Sneaky Email Marketing Tactic to Increase Open Rates?
I found this email in my inbox today. As a marketer I pay attention to how companies market to me. It's very interesting to look at an email from the consumer and producer's point of view.
Check this out, an email I received from the ProBlogger folks. Great people and I hope to meet Darren sometime.
While they probably didn't mean to be sneaky and didn't even realize about this thing that is happening in the screenshot, what if they did.
I think it would be an interesting experiment to email your list and deliberately cross the size limit for the message at which point it gets the "Message clipped" alert and link.
Now most people if you search "message clipped" and Gmail are actually trying to prevent this from happening when they notice it.
They go through great lenghts and efforts to reduce the size of the email to under 102kb --that's when Gmail decides to clip a message and give you that link.

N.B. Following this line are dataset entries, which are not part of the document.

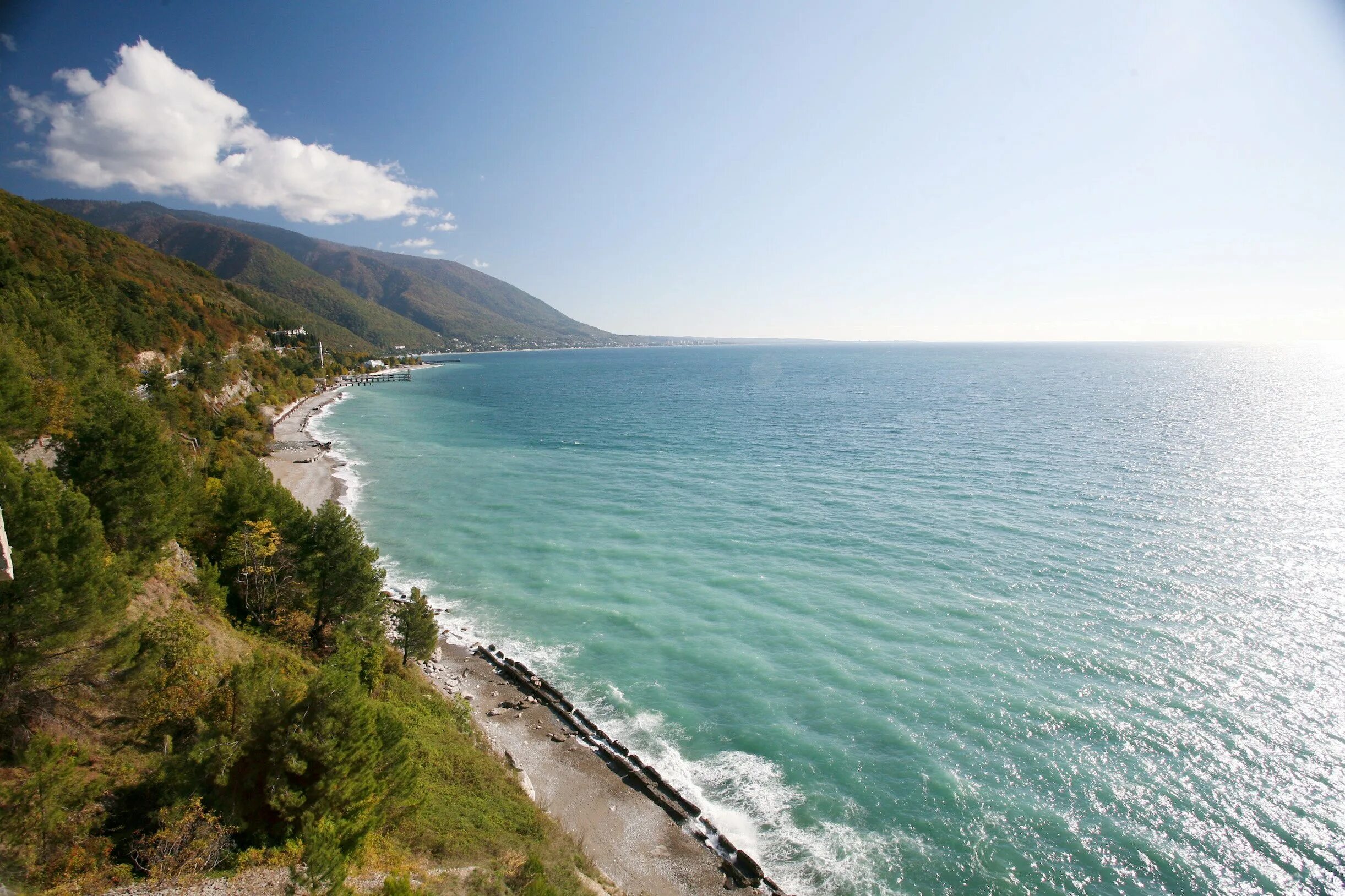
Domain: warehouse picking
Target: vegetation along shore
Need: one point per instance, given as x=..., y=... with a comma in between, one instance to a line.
x=199, y=670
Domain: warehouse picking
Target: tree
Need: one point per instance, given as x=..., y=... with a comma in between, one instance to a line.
x=66, y=595
x=341, y=573
x=417, y=633
x=190, y=842
x=256, y=551
x=20, y=416
x=175, y=673
x=122, y=458
x=338, y=770
x=49, y=807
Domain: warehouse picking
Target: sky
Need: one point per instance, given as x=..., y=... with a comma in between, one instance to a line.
x=952, y=171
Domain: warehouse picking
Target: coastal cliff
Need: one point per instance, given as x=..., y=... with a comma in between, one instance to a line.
x=197, y=672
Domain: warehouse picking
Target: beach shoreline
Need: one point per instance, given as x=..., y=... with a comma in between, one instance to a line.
x=298, y=461
x=634, y=842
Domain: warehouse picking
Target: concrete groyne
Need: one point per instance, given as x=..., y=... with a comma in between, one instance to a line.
x=736, y=864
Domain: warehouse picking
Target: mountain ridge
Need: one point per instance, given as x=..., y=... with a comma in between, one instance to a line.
x=460, y=306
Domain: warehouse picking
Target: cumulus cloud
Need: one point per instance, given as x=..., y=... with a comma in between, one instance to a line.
x=163, y=129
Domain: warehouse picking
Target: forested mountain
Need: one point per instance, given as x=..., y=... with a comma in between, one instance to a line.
x=444, y=297
x=197, y=673
x=247, y=260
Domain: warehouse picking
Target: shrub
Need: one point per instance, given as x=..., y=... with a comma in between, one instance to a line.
x=190, y=842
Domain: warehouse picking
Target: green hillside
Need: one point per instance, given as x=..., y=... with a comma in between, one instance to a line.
x=451, y=299
x=197, y=673
x=330, y=311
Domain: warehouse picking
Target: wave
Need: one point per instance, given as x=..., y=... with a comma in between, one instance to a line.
x=745, y=795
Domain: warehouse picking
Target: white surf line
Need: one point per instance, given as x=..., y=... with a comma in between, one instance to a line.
x=737, y=864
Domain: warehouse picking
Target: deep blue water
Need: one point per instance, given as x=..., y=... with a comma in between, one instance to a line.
x=915, y=618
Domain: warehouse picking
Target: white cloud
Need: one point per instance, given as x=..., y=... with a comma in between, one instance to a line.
x=162, y=129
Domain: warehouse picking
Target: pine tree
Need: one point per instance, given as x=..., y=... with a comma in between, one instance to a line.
x=417, y=633
x=341, y=573
x=122, y=458
x=336, y=770
x=66, y=591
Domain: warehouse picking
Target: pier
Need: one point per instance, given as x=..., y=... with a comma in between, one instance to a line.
x=369, y=380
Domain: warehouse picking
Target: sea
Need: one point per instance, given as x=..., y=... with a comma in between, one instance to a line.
x=912, y=618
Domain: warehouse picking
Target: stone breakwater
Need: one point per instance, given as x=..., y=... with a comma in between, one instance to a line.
x=737, y=866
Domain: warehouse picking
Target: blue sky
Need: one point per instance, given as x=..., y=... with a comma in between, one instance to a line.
x=848, y=171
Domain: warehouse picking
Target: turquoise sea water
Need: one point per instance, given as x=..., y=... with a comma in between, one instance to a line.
x=914, y=618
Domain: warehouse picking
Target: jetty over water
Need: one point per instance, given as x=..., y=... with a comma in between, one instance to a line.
x=369, y=380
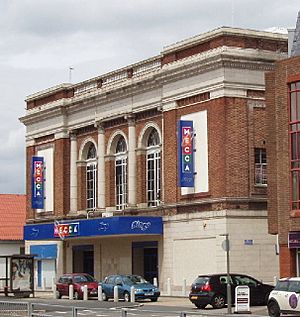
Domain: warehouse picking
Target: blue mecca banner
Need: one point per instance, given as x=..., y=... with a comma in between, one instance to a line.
x=37, y=194
x=185, y=153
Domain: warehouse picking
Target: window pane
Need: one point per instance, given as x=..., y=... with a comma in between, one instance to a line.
x=293, y=107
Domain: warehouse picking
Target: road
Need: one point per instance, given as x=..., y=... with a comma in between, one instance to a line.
x=165, y=307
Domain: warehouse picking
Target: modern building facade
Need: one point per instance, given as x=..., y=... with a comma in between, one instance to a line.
x=144, y=169
x=283, y=105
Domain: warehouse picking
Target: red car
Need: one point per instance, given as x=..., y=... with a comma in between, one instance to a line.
x=78, y=280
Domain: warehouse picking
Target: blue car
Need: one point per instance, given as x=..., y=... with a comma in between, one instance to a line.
x=143, y=289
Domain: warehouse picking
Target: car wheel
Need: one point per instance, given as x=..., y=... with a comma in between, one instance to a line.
x=104, y=297
x=126, y=297
x=58, y=295
x=200, y=306
x=273, y=309
x=218, y=301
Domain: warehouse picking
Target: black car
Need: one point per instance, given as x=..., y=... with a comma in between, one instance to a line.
x=212, y=289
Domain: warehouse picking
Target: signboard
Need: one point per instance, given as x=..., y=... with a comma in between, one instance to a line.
x=37, y=195
x=242, y=299
x=294, y=240
x=185, y=153
x=66, y=229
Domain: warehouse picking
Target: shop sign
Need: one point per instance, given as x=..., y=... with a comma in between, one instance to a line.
x=242, y=299
x=37, y=196
x=294, y=240
x=66, y=229
x=185, y=153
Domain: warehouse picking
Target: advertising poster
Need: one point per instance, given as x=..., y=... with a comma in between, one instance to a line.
x=21, y=274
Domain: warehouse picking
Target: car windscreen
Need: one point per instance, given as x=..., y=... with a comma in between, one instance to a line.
x=83, y=278
x=201, y=280
x=134, y=279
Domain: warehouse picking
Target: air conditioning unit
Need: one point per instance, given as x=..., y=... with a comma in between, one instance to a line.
x=107, y=214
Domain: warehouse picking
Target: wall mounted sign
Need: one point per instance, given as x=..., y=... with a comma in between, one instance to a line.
x=37, y=195
x=66, y=229
x=110, y=226
x=185, y=153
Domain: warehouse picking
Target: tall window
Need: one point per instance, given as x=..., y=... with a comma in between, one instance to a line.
x=260, y=167
x=91, y=178
x=153, y=169
x=121, y=174
x=294, y=98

I think we should test this and see if more people open the messages when Gmail clips them vs when they don't. After all, if you have to click on a link to view the entire message, you're more likely to read it and maybe even follow through to a link.
The click to "view entire message" link denotes one of those micro-commitments that move a prospect closer to being a customer, the same micro-commitments that move subscribers and casual readers into fans.
In my case. I wanted to know. When Gmail clips a message, I don't get to read the intro, the heading, that little preview line you usually see does not get shown so I'm forced to trust the email subject line only and commit to at least opening up that message.
That could make a huge difference in your opening rates. But be warned... this will probably only work with lists that have at least some traction already and where the members have subscribed with a double opt-in method. Try at your own risk!
But on a side note... If you aren't doing email marketing then you're missing out. Email is still the most "sticky," influential and prevalent form of communication online.
You can try Aweber for free right here. The choice for email marketers and the best for your business.
The older generations consider email "too informal" while the younger generations consider it a little too formal. Either way, it doesn't matter because from the youngest to the oldest, have email and they check it once every few days if not several times each day.